Уэрдингтон отнесся к моим словам очень серьезно и ходил за мной по пятам, как профессиональный телохранитель. Одного черномасочника мы засекли сразу и безошибочно — по тому, как он обалдел, завидев меня, да еще идущего на своих двоих. В этот миг Норман Оспрей как раз собирал свою букмекерскую стойку. Он застыл с открытым ртом, а тут еще к нему некстати подошла Роза. Проследив за его изумленным взглядом, она и сама утратила изрядную долю самодовольства.
— Вот черт! — только и сказала она.
— Том Филлин наказал вам кланяться, — обратился я к этой парочке.
Ни он, ни она не пришли в восторг. Уэрдингтон лихорадочно прошептал у меня за спиной что-то в том духе, что не надо ворошить осиное гнездо. Он отошел от стойки, и я последовал его примеру.
— Они сами толком не знают, чего ищут, — заметил я. — Знали бы, так вчера напрямик и сказали бы.
— Может, и сказали бы, не помешай им Том Филлин со своими собаками.
У меня сложилось впечатление, что всего лишь пятнадцать часов тому назад меня хотели изуродовать и заставить выдать какие-то сведения. Но если бы не появился Том Филлин, если бы мне и вправду пришлось спасать запястья и если бы я мог ответить на их вопросы — стал бы я отвечать?
Как ни болело у меня все тело, в голове по-прежнему не укладывалось, чтобы Мартин знал нечто такое, из-за чего, по его мнению, можно было изуродовать человека. Не нравилось мне и другое предположение: черные маски сдуру решили, будто я знаю то, что им нужно, но не говорю из чистого упрямства.
Не без презрения к самому себе я признался: знай я, что им нужно, то, вполне вероятно, все бы выложил, лишь бы остановить их.
Эх, Мартин, старина, подумал я, в какую же ты меня втравил заваруху.
Лестерские букмекеры пригласили Ллойда Бакстера на ленч. Наши с ним дорожки пересеклись на полпути между демонстрационным кругом и букмекерскими стойками. Для него встреча с нами была неожиданной, но я-то давно его заприметил. Мы с Уэрдингтоном дождались, пока он покончит с букмекерским угощением — ростбифом, сыром и кофе.
Бакстеру встреча со мной доставила мало радости.

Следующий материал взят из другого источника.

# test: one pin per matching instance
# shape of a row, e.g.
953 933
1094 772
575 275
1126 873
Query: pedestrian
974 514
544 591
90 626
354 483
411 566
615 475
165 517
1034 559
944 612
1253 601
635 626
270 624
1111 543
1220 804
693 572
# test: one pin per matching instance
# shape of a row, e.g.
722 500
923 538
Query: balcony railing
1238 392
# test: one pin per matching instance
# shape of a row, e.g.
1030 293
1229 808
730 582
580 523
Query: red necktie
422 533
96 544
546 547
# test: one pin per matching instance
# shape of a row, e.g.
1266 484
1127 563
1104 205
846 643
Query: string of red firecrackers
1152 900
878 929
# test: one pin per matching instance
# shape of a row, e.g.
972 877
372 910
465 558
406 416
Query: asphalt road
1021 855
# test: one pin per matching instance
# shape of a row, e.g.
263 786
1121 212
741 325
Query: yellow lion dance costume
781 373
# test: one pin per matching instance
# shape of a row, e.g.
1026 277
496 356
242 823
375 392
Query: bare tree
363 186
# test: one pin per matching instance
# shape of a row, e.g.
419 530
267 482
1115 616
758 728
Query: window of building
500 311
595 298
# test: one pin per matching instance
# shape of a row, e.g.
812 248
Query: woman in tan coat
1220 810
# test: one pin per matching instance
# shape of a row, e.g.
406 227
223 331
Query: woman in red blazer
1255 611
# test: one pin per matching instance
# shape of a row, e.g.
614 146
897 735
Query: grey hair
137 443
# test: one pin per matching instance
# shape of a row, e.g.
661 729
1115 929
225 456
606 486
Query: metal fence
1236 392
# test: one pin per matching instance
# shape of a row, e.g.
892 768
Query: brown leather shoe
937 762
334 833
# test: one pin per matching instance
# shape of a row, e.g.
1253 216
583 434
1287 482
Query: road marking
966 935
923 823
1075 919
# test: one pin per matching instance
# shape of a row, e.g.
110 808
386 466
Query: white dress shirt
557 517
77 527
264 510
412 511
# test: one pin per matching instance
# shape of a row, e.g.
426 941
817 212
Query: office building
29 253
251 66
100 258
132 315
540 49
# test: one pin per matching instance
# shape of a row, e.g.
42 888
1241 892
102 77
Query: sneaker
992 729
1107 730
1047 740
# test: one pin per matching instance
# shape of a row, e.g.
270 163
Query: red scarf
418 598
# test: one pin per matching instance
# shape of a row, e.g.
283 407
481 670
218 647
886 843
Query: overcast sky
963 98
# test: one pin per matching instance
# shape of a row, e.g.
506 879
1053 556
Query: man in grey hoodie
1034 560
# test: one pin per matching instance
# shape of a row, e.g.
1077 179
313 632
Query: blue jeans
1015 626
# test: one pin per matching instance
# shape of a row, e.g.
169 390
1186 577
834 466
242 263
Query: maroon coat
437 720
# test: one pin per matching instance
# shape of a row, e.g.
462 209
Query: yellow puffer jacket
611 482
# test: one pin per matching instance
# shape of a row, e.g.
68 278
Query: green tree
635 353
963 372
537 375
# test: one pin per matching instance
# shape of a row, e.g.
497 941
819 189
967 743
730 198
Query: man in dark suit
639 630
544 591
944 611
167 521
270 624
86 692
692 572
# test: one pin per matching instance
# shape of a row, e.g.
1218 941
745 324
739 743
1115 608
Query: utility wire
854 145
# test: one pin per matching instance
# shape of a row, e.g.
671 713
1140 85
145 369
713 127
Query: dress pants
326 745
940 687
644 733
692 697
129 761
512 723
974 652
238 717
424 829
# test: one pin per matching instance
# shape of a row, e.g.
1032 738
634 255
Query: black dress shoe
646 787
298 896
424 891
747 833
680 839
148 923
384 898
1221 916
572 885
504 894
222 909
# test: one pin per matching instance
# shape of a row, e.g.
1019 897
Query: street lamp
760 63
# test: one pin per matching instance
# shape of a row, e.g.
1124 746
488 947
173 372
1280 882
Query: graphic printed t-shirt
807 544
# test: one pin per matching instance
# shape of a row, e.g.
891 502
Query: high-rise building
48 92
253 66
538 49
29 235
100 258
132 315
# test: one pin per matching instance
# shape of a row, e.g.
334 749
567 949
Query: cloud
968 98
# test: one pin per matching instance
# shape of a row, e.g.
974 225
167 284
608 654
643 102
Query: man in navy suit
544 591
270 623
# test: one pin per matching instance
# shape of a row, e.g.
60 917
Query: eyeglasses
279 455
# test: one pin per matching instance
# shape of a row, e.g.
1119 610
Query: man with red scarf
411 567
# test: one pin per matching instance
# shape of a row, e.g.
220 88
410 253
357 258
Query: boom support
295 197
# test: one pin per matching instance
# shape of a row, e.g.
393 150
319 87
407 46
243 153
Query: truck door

Уверен, он сожалел обо всем, что произошло тем вечером в Бродвее, однако изо всех сил старался быть вежливым. Должен признаться, с моей стороны было неблагородно подозревать, будто это потому, что я знаю о его эпилепсии. Его болезнь ни разу не фигурировала в разговорах или в печати, и, возможно, он опасался, что я не только предам ее гласности, но еще и начну высмеивать.